Spesso veniva chiamato non per vincere i campionati, ma per salvare
le squadre in difficoltà, col suo gioco intelligente e il suo piglio
da condottiero senza macchia e senza paura, soprattutto di mandare
chiunque e in qualsiasi momento a quel paese.
La
commedia del calcio che ha recitato Mazzone ti fa subito venire in
mente una pagina dei Ragazzi della via Pàl di Ferenc Molnàr, un
calcio giocato nel cortile pieno di pozzanghere, con i cappotti a
segnare le porte e col proprietario del pallone che faceva le
squadre, quando il pallone era non quello a spicchi di cuoio, roba da
ricchi, ma un rotolo di stracci o un barattolo di pomodoro. Mazzone
rappresenta tutto il bello di questo sport che lui è riuscito forse
più ad insegnare che a giocare: furbo come una volpe, tattico,
sparagnino, il vero rappresentate del pallone italico, meno fortunato
di Trapattoni, ma molto simile per certi versi, della stessa pasta,
nei gesti e nelle pantomime che fanno parte dei nostri ricordi e del
comune immaginario. Come quella volta che il suo Brescia stava
perdendo 3-1 contro gli storici rivali dell’Atalanta, il 30
settembre 2001 e lui iniziò ad essere pesantemente insultato dai
cori degli ultras. Fa il 3-2, e Carletto pregusta il colpo grosso
pensando: «Se famo er tre pari vado sotto 'a curva dell’Atalanta».

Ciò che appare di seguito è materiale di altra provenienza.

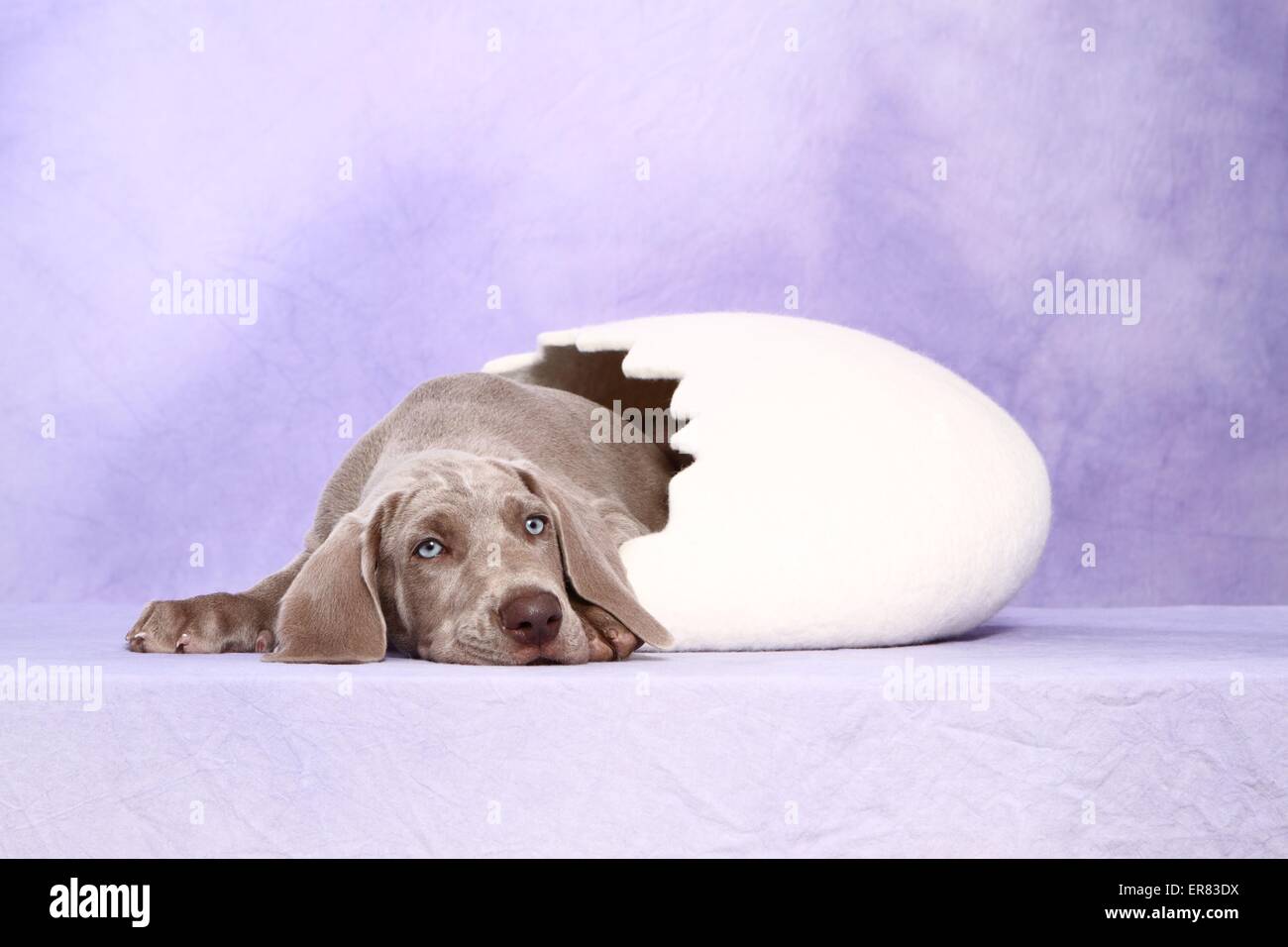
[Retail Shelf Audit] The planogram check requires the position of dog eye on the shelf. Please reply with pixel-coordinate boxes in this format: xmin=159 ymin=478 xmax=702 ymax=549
xmin=416 ymin=540 xmax=443 ymax=559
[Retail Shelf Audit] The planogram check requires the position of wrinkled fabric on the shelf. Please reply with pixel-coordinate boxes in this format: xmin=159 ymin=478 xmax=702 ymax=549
xmin=0 ymin=605 xmax=1288 ymax=857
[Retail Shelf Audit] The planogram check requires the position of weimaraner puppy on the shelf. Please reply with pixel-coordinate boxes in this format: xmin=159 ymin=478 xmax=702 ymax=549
xmin=126 ymin=373 xmax=674 ymax=665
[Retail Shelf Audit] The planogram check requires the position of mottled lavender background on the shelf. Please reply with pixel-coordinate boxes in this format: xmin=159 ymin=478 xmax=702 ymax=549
xmin=0 ymin=0 xmax=1288 ymax=604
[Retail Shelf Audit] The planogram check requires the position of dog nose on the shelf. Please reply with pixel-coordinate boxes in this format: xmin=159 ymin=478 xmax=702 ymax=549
xmin=501 ymin=591 xmax=563 ymax=644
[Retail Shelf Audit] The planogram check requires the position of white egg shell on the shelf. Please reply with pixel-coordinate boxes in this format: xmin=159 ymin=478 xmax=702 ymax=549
xmin=484 ymin=313 xmax=1051 ymax=650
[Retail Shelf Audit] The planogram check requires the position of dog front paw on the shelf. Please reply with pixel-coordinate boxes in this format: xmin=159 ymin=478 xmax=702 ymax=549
xmin=125 ymin=591 xmax=274 ymax=655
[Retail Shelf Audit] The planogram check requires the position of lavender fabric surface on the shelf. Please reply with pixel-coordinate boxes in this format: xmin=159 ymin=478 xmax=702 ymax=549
xmin=0 ymin=605 xmax=1288 ymax=857
xmin=0 ymin=0 xmax=1288 ymax=607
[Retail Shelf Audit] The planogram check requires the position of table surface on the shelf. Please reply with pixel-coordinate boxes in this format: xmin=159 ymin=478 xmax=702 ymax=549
xmin=0 ymin=604 xmax=1288 ymax=857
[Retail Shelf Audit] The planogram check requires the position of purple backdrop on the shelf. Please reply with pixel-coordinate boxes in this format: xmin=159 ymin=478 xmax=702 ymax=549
xmin=0 ymin=0 xmax=1288 ymax=604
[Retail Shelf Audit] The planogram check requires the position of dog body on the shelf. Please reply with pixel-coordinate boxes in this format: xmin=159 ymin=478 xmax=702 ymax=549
xmin=126 ymin=373 xmax=675 ymax=664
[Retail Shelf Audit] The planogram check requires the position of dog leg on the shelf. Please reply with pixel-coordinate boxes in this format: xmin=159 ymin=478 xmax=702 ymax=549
xmin=125 ymin=554 xmax=308 ymax=655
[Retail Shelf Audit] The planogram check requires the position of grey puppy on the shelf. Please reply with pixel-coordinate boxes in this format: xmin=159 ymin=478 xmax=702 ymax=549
xmin=126 ymin=374 xmax=674 ymax=665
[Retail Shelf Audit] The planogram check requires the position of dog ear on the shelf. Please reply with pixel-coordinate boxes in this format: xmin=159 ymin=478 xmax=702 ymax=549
xmin=515 ymin=464 xmax=675 ymax=648
xmin=265 ymin=497 xmax=393 ymax=664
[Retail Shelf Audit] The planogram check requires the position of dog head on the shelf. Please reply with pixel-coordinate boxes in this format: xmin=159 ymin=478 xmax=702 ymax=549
xmin=258 ymin=451 xmax=671 ymax=665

Detto, fatto: Baggio pareggia i conti e Mazzone, incontenibile,
festeggia sotto la curva dei rivali a cui dice di tutto e che gli
dicono di tutto.
Record
di 795 panchine in serie A, è adorato sia dai romanisti ma anche dai
Laziali, che vedono in lui l'allenatore che permise loro di vincere
lo scudetto, quel 14 maggio del 2000 in una giornata piovosissima
nella quale, seduto sulla panchina del Perugia, batté la Juventus
per 1 a 0. togliendole così lo scudetto praticamente quasi vinto e
assegnandolo alla Lazio. Proprio lui, romanista fino al midollo, ma
fino in fondo a recitare la sua parte, ineffabile grande burattinaio
di questa incredibile commedia umana che è il calcio.